Sure, there are a couple of youngish teams in the mix — Maryland and Xavier are both led by sophomores, for instance — but this year has a 1985 sort of vibe to it.
This has led many to say that the overall quality of college basketball is down this year. As mentioned, there isn’t a dominant team; there has been a revolving door at No. 1 in the rankings (No. 1 Villanova lost this week and will probably be the latest to drop out of the top spot, making way for Kansas). But Self says the quality of basketball is as good as it has ever been, maybe even better. There have been numerous memorable games, like the Kansas-Oklahoma triple-overtime classic at Allen Fieldhouse (that set a Big Monday Big 12 ratings record for ESPN).
“I think one thing that is a little bit different is that you have a lot of experience,” Self says. “Look, I’m not saying that everyone doesn’t try hard. But freshmen sometimes don’t understand what it really takes to win and really be successful. That’s something you have to work on all the time.
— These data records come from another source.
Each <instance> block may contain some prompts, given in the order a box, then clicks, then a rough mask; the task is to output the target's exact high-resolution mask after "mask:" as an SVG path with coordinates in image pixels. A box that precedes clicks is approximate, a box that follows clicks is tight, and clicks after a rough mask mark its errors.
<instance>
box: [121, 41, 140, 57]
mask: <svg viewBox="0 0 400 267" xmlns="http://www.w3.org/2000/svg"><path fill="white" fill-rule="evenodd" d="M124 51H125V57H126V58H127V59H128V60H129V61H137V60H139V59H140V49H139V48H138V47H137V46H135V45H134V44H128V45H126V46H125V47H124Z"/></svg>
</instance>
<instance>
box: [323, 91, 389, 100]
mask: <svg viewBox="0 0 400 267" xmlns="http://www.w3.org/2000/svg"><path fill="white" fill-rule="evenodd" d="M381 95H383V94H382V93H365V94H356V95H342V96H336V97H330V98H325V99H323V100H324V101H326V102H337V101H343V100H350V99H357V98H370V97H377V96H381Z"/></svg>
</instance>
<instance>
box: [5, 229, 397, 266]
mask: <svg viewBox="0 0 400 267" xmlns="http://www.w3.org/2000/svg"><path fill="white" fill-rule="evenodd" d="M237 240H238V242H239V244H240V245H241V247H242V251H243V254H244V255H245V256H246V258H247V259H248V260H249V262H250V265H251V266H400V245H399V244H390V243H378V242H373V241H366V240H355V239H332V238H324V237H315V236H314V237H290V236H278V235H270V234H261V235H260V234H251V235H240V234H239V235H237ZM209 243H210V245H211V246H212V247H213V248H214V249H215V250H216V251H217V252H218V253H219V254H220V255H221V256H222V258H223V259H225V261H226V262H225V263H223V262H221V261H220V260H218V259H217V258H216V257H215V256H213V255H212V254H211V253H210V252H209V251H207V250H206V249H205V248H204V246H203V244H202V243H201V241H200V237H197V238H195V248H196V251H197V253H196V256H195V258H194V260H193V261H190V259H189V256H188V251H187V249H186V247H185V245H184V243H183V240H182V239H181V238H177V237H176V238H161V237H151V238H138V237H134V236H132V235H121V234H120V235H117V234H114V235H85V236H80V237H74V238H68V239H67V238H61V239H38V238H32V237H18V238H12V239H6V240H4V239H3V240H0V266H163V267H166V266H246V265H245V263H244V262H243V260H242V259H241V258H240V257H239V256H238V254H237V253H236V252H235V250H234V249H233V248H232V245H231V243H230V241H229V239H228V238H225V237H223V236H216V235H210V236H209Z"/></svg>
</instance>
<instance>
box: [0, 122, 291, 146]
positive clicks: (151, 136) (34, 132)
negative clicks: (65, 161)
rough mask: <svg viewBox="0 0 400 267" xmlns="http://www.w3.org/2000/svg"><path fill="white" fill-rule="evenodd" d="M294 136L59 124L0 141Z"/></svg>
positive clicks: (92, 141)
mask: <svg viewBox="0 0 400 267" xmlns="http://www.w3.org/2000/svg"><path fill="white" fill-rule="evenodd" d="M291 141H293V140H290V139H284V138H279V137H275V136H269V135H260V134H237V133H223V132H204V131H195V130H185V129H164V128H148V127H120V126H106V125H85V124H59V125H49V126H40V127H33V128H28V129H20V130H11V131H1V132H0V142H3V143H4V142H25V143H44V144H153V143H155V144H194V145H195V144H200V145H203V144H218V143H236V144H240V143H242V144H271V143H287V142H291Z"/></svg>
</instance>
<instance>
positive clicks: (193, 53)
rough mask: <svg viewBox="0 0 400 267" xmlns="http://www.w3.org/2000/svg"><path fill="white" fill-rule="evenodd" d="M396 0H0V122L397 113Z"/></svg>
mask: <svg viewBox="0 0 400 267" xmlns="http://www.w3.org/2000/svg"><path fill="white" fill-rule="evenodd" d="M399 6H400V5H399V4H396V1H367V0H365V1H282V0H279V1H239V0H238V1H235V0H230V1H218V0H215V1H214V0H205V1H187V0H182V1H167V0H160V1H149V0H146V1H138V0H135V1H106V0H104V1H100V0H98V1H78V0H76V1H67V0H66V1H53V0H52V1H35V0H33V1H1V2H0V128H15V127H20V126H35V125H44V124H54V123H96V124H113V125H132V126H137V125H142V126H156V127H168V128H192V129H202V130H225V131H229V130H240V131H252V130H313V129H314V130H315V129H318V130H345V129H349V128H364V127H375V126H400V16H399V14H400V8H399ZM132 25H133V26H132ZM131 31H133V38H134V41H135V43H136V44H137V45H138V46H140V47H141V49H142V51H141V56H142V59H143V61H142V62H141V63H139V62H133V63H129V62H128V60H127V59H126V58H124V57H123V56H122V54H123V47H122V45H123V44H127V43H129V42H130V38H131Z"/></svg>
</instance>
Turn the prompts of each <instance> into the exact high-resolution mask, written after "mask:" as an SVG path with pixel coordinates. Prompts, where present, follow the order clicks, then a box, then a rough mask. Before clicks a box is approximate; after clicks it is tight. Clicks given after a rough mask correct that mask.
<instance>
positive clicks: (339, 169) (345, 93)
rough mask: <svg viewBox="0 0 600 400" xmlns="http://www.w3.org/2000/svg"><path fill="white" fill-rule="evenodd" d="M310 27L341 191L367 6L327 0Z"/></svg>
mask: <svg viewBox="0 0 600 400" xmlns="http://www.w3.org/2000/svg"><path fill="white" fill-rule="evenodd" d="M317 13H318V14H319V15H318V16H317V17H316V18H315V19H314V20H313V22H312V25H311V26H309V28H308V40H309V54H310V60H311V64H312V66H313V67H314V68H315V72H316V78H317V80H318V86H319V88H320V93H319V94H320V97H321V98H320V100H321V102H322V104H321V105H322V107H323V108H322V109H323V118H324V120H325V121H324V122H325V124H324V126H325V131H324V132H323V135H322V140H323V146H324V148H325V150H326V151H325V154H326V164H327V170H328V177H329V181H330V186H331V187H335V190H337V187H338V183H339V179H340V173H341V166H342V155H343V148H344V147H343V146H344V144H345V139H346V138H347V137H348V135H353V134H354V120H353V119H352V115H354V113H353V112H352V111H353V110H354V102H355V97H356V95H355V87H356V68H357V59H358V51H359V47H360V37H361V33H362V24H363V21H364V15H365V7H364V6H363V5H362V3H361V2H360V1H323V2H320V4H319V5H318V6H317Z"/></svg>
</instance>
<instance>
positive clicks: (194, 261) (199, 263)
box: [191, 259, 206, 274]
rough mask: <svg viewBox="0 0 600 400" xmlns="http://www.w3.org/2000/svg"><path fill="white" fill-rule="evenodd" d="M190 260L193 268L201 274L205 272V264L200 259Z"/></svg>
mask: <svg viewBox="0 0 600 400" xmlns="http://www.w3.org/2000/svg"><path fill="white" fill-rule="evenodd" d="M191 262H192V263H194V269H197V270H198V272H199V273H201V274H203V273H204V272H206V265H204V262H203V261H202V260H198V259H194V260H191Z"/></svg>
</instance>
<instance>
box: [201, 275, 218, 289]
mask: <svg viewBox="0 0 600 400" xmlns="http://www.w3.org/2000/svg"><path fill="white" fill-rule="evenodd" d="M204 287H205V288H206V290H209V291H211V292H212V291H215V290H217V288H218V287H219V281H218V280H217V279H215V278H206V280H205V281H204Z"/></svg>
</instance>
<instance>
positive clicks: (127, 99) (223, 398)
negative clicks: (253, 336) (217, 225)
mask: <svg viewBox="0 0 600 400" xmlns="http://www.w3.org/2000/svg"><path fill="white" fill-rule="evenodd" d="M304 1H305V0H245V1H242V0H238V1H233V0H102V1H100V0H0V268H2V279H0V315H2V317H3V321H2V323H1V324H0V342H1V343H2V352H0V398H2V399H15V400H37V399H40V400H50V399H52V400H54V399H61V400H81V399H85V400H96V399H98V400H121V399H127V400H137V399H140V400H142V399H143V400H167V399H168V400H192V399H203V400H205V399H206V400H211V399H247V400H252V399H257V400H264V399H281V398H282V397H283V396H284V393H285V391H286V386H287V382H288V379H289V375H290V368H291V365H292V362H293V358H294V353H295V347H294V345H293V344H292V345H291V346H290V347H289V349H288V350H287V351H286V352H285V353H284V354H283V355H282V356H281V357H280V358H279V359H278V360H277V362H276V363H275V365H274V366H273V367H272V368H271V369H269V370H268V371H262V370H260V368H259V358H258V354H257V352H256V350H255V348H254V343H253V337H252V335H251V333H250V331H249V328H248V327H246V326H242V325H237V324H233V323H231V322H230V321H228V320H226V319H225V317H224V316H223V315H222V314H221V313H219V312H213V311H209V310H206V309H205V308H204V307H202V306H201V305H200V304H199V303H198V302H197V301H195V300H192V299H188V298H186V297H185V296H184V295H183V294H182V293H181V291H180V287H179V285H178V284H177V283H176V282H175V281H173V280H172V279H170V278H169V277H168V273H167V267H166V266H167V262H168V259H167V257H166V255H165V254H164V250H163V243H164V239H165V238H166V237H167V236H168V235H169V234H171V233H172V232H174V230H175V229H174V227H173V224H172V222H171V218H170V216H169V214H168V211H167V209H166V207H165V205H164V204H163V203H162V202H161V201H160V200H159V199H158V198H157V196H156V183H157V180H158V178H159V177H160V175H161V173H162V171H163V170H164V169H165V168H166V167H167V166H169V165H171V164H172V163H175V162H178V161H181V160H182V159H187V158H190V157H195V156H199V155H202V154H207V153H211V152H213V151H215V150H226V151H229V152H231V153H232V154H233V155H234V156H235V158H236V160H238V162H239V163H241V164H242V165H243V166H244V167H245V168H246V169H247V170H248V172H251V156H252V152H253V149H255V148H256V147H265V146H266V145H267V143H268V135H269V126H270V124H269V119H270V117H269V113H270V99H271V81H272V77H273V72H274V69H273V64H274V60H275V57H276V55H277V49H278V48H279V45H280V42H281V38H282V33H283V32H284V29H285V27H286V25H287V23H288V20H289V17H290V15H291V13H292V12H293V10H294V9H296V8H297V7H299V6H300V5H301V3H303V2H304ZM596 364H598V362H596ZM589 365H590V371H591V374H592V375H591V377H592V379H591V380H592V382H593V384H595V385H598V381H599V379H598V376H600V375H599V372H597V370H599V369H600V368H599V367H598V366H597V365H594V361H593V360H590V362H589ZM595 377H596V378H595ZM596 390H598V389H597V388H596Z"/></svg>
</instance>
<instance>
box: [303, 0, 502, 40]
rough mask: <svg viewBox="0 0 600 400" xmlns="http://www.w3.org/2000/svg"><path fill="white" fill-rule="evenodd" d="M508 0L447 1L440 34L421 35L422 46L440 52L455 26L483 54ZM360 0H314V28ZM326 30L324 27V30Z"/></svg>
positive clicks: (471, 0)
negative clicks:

“I do think that there’s a care level that exists more when you put in four years in the weight room, four years of being chewed out, four years of crying together, four years of getting your heart broken together. I do think there’s a care level that exists with those guys, and it raises everybody’s level.”
If you had to pinpoint one thing that has made Self’s teams so consistently great through the years, it is probably this: He has a knack of balancing his teams. Self has understood that to win over the last decade, you have to keep bringing in and developing those special talents that will only be with the team for one year. Nobody has done this better than John Calipari, of course, but Self has held his own.
At the same time, though, he has continued to build the rest of his teams slowly, all the while developing terrific players like Thomas Robinson and Cole Aldrich and the Morris twins and Jeff Withey, who led the team when they became juniors and seniors. In this way, he is quite a bit like Michigan State’s Tom Izzo, who continuously builds tough and experienced teams.
Put those two things together, and you have a team that simply doesn’t have down years. That’s what the amazing 12-year championship streak means: No down years. No rebuilding projects. No lowered expectations. This year could well be an anomaly with all of these experienced teams around the country, but even in an anomaly season you have Bill Self and Kansas winning another Big 12 title. And Kansas has as good a shot as any team to win come March.
“The champion may be a team that has a player get hot at the right time. A guy like Buddy Hield or Denzel Valentine, they can carry a team,” Self says. “It may be a team that has two guys carry them. If two key players are good on any given night, they can carry a team.
“What does that mean for us? I don’t know. For us, we have to find a way to make things uncomfortable for other teams. We’ve done that at times, but not consistently. Can we do it six games in a row? It’s a good question. But there are a lot of good questions this year.”